Apple rightly positions the smart home aspect of HomePod as convenient, but the aforementioned few sentences on Intercom perfectly illustrate why convenience and accessibility are not interchangeable. Intercom indeed may be convenient to some people, but may be indispensable in terms of accessibility for others who, again, live with Deaf or hard-of-hearing family members. It’s these kinds of use cases that the mainstream tech media fail to consider in their assessment of smart home devices like HomePods, Amazon Echos, and the like. To judge them purely on intelligence and feature set misses an extraordinarily important part of their story. Smart speakers are exponentially more valuable than sheerly being a proverbial genie in a bottle that answers pithy questions about world knowledge or the weather. Taken in crucial context, devices like HomePod mini exemplify what accessibility and assistive technologies ultimately do: give disabled people increased agency and autonomy in living their everyday lives.

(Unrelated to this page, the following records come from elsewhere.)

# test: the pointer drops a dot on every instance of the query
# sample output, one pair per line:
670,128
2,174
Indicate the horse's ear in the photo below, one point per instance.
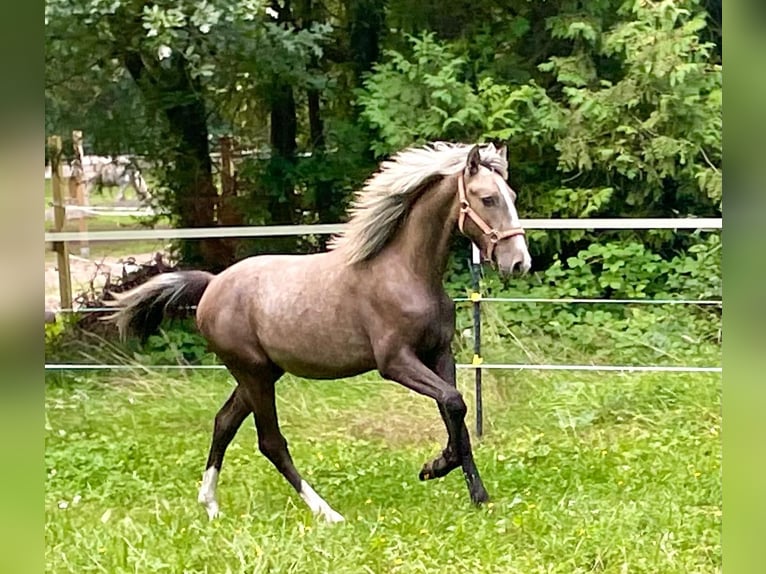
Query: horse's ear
474,160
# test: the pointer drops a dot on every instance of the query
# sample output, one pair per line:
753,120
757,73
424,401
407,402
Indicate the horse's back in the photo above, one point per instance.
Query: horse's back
296,310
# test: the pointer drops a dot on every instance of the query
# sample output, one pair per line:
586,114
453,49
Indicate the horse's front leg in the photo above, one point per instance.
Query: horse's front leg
406,369
453,455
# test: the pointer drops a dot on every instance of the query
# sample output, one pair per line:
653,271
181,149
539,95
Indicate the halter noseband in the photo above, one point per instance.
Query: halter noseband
466,210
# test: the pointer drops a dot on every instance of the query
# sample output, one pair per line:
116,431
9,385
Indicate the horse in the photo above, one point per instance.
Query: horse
117,172
374,300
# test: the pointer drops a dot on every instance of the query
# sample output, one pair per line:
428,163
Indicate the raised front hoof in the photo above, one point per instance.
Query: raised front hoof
329,516
437,468
210,505
479,496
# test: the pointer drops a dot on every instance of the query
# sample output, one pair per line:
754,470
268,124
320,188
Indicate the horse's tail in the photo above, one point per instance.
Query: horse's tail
141,310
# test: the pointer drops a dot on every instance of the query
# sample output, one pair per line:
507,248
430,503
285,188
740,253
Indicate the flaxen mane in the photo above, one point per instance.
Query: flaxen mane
378,209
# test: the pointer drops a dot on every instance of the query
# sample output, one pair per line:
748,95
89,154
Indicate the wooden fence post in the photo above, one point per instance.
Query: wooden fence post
79,187
227,214
59,218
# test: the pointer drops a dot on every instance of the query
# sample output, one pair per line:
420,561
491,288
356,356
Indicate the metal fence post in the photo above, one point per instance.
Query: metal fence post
477,360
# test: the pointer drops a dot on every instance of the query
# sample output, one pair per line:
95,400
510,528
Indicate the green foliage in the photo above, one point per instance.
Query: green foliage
622,119
176,346
418,99
605,333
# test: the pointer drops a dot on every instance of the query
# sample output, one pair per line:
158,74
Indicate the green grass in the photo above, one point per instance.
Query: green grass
588,473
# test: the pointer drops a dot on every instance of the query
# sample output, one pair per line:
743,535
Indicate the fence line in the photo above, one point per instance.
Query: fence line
701,223
504,366
565,301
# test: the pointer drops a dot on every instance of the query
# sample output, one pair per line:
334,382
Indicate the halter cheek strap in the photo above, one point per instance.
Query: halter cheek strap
467,211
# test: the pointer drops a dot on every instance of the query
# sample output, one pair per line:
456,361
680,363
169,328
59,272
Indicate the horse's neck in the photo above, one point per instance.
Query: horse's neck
423,242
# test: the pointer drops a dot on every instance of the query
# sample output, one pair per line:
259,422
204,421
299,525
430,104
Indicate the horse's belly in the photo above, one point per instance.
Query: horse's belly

To reiterate an earlier point, that HomePod mini now comes in a new color is a good opportunity to remind people that accessibility matters.

As a personal anecdote, I have three HomePods in the house: one OG model from 2018 and two minis. They all sound great for playing music and podcasts—the original HomePod especially still goes strong despite Apple labelling it “vintage”—but I relish them for accessibility. They make controlling the floor lamps in our bedroom and living room more accessible while acting as chimes for when our Nest Hello doorbell rings.

Convenience is one thing, but accessibility is quite another altogether.